StarCluster - Mailing List Archive

Re: Star cluster issues when running MIST over the cloud

From: Jacob Barhak <no email>
Date: Wed, 24 Jul 2013 05:05:37 -0500

Thanks Again Rayson,

Yet even with your generous help I am still stuck. Perhaps you can look at
what I am doing and correct me.

I tried running the commands you suggested to reconfigure the scheduler and
it seems the system hangs on me.

Here is what I did:

1. Created a 1 node cluster.
2. Copied the configuration file to my machine using:
 starcluster get myscluster /opt/sge6/default/common/sched_configuration .
3. Modified line 12 in sched_configuration to read
schedd_job_info TRUE
4. Copied the modified sched_configuration file to the default local
directory on the cluster using:
starcluster put mycluster sched_configuration .
5. run the configuration command you suggested:
starcluster sshmaster mycluster "qconf -msconf sched_configuration"

The system hangs in the last stage and does not return unless I press
control break - even control C does not work. I waited a few minutes then
terminated the cluster. I double checked this behavior using the -u root
argument when running the commands to ensure root privileges.

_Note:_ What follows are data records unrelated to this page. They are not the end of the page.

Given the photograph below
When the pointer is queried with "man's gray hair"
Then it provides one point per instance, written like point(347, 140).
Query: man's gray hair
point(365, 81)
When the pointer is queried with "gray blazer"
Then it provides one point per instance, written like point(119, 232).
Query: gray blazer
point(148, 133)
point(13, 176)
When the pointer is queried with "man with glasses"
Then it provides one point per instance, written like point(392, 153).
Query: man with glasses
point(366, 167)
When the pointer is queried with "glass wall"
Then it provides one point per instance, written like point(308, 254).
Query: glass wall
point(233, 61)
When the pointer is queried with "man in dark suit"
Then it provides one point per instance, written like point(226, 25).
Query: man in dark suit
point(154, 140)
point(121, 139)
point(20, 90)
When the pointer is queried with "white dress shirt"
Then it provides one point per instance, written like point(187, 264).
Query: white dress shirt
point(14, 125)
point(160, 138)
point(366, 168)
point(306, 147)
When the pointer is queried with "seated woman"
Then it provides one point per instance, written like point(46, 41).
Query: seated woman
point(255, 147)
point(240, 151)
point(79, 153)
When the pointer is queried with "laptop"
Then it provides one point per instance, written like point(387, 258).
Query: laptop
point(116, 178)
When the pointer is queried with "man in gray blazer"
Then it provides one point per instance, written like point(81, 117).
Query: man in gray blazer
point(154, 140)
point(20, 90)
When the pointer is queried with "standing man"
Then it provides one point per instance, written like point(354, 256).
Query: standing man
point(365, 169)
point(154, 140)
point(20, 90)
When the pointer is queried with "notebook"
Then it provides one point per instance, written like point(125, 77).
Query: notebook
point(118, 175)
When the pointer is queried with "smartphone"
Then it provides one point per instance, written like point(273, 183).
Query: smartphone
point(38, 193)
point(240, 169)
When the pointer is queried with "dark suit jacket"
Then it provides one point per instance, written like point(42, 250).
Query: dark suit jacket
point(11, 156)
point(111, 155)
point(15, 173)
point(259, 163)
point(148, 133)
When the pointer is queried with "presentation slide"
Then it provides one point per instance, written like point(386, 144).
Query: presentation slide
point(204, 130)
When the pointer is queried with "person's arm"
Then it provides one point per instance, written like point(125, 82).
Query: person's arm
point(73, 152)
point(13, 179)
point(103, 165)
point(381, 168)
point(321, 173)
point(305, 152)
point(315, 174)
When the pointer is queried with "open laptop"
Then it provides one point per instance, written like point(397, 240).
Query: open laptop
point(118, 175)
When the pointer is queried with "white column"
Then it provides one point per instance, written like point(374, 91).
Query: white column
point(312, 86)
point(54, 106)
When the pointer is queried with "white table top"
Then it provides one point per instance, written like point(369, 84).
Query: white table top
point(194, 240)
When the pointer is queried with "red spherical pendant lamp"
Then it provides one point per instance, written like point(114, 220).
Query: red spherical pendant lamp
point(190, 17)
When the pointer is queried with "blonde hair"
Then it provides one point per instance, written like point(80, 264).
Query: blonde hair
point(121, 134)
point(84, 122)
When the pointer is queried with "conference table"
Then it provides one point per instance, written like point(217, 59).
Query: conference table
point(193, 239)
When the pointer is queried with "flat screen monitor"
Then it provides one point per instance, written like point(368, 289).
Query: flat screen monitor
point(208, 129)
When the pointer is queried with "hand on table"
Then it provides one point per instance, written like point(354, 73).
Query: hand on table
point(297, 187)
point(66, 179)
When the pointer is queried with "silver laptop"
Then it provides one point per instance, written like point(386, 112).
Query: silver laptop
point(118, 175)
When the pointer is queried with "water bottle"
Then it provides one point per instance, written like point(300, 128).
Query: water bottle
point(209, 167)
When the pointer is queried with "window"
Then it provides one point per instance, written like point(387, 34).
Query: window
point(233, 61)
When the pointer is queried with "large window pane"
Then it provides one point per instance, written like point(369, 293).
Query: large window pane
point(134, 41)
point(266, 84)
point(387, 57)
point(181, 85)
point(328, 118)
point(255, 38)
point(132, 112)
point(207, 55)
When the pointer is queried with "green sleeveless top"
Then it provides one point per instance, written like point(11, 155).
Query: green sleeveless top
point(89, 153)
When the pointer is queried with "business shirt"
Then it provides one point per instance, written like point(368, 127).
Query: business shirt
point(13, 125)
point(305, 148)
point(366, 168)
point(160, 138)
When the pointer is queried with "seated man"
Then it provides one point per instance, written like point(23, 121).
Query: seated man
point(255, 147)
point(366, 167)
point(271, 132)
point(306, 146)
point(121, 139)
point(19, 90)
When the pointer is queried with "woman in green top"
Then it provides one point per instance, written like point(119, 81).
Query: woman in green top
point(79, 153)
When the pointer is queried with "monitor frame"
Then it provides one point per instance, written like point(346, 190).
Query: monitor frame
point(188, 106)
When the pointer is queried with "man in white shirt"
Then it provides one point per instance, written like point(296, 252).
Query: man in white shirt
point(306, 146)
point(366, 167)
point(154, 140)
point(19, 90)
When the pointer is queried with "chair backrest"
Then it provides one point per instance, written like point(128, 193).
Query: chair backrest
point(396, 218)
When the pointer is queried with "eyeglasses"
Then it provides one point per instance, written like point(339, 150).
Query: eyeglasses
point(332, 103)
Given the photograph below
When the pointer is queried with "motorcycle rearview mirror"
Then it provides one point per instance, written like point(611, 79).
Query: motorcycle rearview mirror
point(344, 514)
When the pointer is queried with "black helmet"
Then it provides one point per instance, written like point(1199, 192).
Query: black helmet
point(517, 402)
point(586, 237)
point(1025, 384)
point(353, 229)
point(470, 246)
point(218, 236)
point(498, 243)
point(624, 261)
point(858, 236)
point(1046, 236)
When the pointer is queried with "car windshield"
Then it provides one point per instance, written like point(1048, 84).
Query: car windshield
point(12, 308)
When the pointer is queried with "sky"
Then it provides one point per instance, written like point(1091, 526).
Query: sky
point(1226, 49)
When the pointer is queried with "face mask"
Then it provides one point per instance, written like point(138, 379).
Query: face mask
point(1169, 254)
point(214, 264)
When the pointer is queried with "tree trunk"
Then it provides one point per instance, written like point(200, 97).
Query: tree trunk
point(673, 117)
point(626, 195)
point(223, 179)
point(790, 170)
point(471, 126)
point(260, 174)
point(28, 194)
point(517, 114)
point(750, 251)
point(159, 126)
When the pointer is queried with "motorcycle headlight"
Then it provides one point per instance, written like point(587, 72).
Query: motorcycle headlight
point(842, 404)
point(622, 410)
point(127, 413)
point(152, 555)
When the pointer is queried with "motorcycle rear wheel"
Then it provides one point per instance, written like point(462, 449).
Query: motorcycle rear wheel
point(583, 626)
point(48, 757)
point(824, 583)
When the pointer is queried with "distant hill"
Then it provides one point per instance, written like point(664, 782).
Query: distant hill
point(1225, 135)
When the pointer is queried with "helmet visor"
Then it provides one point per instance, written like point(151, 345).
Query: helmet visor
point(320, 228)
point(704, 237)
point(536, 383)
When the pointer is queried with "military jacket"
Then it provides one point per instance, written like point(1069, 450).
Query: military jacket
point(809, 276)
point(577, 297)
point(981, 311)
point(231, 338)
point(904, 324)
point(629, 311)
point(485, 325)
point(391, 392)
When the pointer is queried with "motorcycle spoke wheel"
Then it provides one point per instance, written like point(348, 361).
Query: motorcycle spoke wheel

I am using a windows 7 machine to issue those commands. I use the PythonXY
distribution and installed starcluster using easy_install. I am providing
this information to see if there is anything wrong with my system
compatibility-wise.

I am attaching the configuration file and the transcript.

I am getting funny characters and it seems the qconf command I issued does
not recognize the change in schedd_job_info.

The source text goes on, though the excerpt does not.